So every afternoon now, an ice cream van, Mr Lucky Clover Leaf Ices, comes hurtling down the road playing his chimes. He doesn't stop. He gets to the roundabout, whizzes around like a high-speed music box and then drives off back up the road again.
What's his game? Any children who happen to hear that magical jingle would be left in a cloud of tire-smoke as he speeds away, and that's if they should they be fast enough to even get out there. Mr Lucky Clover Leaf Ices never stops - they'll never catch him.
The only thing I can think is that perhaps it's the closest edge of the park. So maybe it's a strategic blast of the chimes for all the kids and mums lounging on the grass just behind my house? Perhaps his melodious rendition of Pop Goes the Weasel can't be heard from the park entrance, so he circles the park first giving it a surround-sound rendition of his cantata, then eventually goes and parks up near the entrance, where he hopes a queue of kids will have naturally dragged their parents, notes in hand.
You know, Pop Goes the Weasel used to have two more verses - it's all Cockney Rhyming Slang for things your dad spends money on.
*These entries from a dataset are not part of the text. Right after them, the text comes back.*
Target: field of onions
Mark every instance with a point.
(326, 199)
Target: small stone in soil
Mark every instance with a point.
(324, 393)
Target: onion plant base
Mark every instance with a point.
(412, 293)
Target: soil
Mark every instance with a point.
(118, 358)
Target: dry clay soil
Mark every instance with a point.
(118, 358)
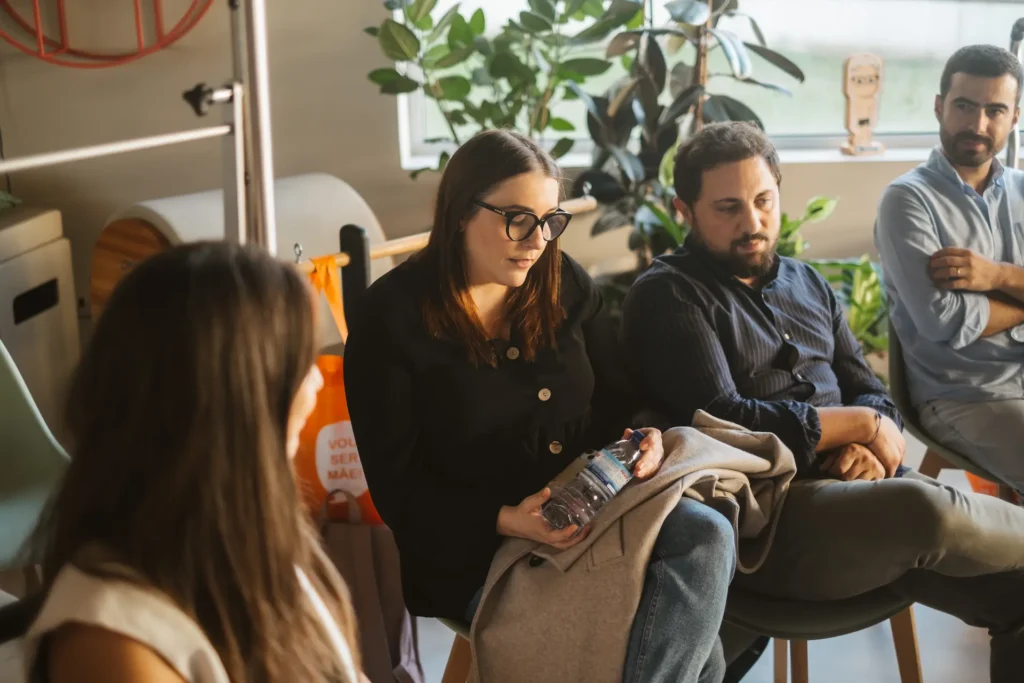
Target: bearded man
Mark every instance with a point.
(950, 233)
(727, 326)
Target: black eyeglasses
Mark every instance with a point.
(520, 224)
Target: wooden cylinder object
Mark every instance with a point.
(121, 246)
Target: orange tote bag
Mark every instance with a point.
(328, 459)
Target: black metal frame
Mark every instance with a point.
(354, 241)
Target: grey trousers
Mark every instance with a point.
(989, 433)
(957, 552)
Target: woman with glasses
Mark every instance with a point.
(476, 372)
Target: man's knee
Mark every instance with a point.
(926, 513)
(704, 530)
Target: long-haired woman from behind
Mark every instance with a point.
(176, 548)
(477, 371)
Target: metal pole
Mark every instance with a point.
(236, 195)
(1017, 47)
(261, 227)
(111, 148)
(237, 201)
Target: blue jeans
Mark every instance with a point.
(674, 638)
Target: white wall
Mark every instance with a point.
(327, 117)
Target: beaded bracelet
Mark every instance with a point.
(878, 427)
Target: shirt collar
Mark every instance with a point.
(938, 162)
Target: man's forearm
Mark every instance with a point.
(1011, 282)
(1004, 313)
(842, 426)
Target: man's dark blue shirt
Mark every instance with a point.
(698, 338)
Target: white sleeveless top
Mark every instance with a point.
(150, 617)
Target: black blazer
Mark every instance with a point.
(444, 443)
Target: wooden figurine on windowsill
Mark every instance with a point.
(861, 85)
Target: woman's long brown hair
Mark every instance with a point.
(535, 308)
(178, 415)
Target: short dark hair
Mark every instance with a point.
(982, 60)
(720, 143)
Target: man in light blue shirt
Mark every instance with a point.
(950, 233)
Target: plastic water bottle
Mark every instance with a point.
(604, 475)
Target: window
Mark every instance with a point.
(913, 37)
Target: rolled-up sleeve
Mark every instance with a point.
(906, 237)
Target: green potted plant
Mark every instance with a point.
(635, 188)
(508, 79)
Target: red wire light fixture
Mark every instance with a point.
(58, 50)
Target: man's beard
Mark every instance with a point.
(969, 158)
(741, 265)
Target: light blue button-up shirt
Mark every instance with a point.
(928, 209)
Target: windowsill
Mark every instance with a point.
(835, 156)
(573, 162)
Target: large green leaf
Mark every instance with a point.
(819, 208)
(573, 6)
(534, 23)
(777, 59)
(681, 104)
(651, 65)
(382, 76)
(694, 12)
(545, 8)
(681, 78)
(420, 9)
(455, 87)
(434, 54)
(587, 66)
(456, 56)
(735, 53)
(621, 44)
(460, 35)
(561, 125)
(443, 23)
(397, 41)
(561, 147)
(391, 82)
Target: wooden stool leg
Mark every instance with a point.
(932, 464)
(781, 655)
(1008, 494)
(460, 659)
(905, 640)
(798, 652)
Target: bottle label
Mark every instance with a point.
(606, 469)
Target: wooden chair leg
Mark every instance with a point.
(798, 653)
(905, 640)
(781, 655)
(933, 464)
(460, 659)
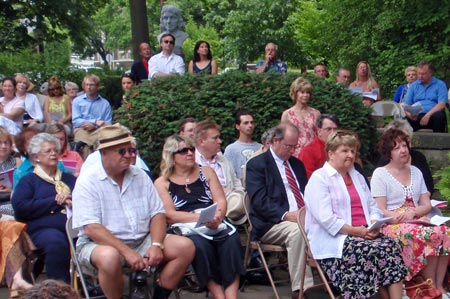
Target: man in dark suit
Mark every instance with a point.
(140, 68)
(275, 184)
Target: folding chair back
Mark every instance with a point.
(261, 247)
(309, 259)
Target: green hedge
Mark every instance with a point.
(158, 107)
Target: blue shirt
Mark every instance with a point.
(435, 92)
(86, 110)
(278, 66)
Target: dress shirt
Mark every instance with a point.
(87, 110)
(168, 65)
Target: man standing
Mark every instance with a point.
(431, 93)
(166, 63)
(275, 183)
(343, 77)
(187, 127)
(90, 111)
(240, 151)
(122, 221)
(313, 155)
(320, 70)
(270, 62)
(139, 69)
(207, 153)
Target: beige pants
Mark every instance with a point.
(288, 234)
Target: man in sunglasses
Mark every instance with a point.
(122, 221)
(166, 63)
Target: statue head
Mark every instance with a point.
(171, 19)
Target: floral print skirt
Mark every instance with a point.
(418, 242)
(365, 266)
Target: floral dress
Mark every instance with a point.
(418, 241)
(306, 126)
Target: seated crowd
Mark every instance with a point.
(305, 161)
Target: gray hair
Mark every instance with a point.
(36, 143)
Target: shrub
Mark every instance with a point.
(159, 105)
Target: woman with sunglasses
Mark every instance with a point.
(42, 200)
(185, 187)
(339, 208)
(57, 106)
(202, 62)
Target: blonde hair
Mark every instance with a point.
(171, 146)
(301, 84)
(342, 137)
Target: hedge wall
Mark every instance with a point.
(159, 106)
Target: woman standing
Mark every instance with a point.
(45, 195)
(33, 111)
(359, 262)
(202, 62)
(364, 79)
(400, 192)
(301, 115)
(57, 106)
(11, 108)
(185, 187)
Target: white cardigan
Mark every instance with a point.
(328, 208)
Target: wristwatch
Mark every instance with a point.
(157, 244)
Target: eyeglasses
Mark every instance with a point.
(184, 150)
(123, 151)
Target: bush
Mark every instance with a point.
(159, 106)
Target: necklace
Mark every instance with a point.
(348, 182)
(186, 186)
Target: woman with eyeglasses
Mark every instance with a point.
(401, 193)
(58, 106)
(301, 115)
(202, 62)
(43, 202)
(185, 187)
(359, 261)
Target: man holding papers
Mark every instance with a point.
(186, 187)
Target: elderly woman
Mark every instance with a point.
(400, 192)
(33, 110)
(301, 115)
(45, 195)
(11, 108)
(58, 106)
(359, 262)
(185, 187)
(71, 159)
(411, 76)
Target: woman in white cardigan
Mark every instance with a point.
(358, 261)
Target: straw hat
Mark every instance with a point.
(112, 135)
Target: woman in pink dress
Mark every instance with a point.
(301, 115)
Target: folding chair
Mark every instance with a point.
(309, 259)
(261, 247)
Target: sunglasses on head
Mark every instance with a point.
(184, 150)
(122, 151)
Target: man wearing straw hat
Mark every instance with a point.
(122, 220)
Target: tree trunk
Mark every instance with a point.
(139, 25)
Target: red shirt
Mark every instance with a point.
(313, 156)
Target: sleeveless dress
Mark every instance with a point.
(417, 241)
(206, 70)
(217, 260)
(306, 126)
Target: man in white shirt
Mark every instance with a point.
(122, 220)
(166, 63)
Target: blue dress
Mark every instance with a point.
(34, 204)
(217, 260)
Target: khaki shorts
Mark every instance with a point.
(85, 246)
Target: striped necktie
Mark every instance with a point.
(293, 185)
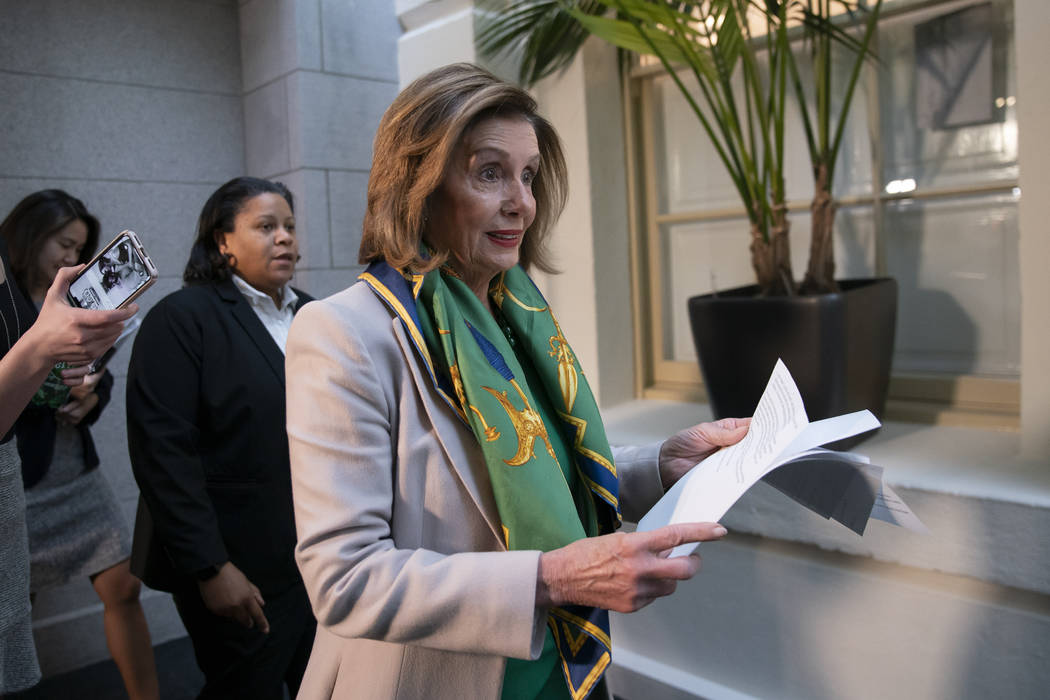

I looked up the words:
Half a pound of tuppeny rice,
(food)
Half a pound of treacle.
(treacle tart = sweetheart)
That's the way money goes,
Pop! goes the weasel
(weasel and stoat = coat)
Every night when I go out,
The monkey's on the table,
(£500)
Take a stick and knock it off,
Pop! goes the weasel
(flushed down the cat and dog)
Up and down the City road,
In and out the Eagle,
(a real establishment in a real London Street)
That's the way the money goes,
Pop goes the weasel.
(Dad's in the boozer)
It's a neat little social commentary. Money goes on fripperies at the end of the day.
Mr Lucky Clover Leaf's taking the mick isn't he - playing that tune at the end of my road - what could be more frippery than ice cream?
Still, on days like today, I'm sure he does a roaring trade selling 99s and magnums to the picnic families out there on the buttercup grass. Or perhaps he doesn't? Perhaps in this age of caution and social distance, he's not selling enough Calippos at all? Perhaps he has to roam all the streets, all the cul-de-sacs, all the avenues, gardens and closes, just to remind us he's still here, that ice cream is still a beautiful thing, or is the promise of a beautiful thing, a sweet taste, a sweet aroma, a sweet sound, from the side of the road? Well good luck to you, Mr Luck Clover Leaf Ices with your mobile marketing-mobile. Though maybe slow down a bit, eh?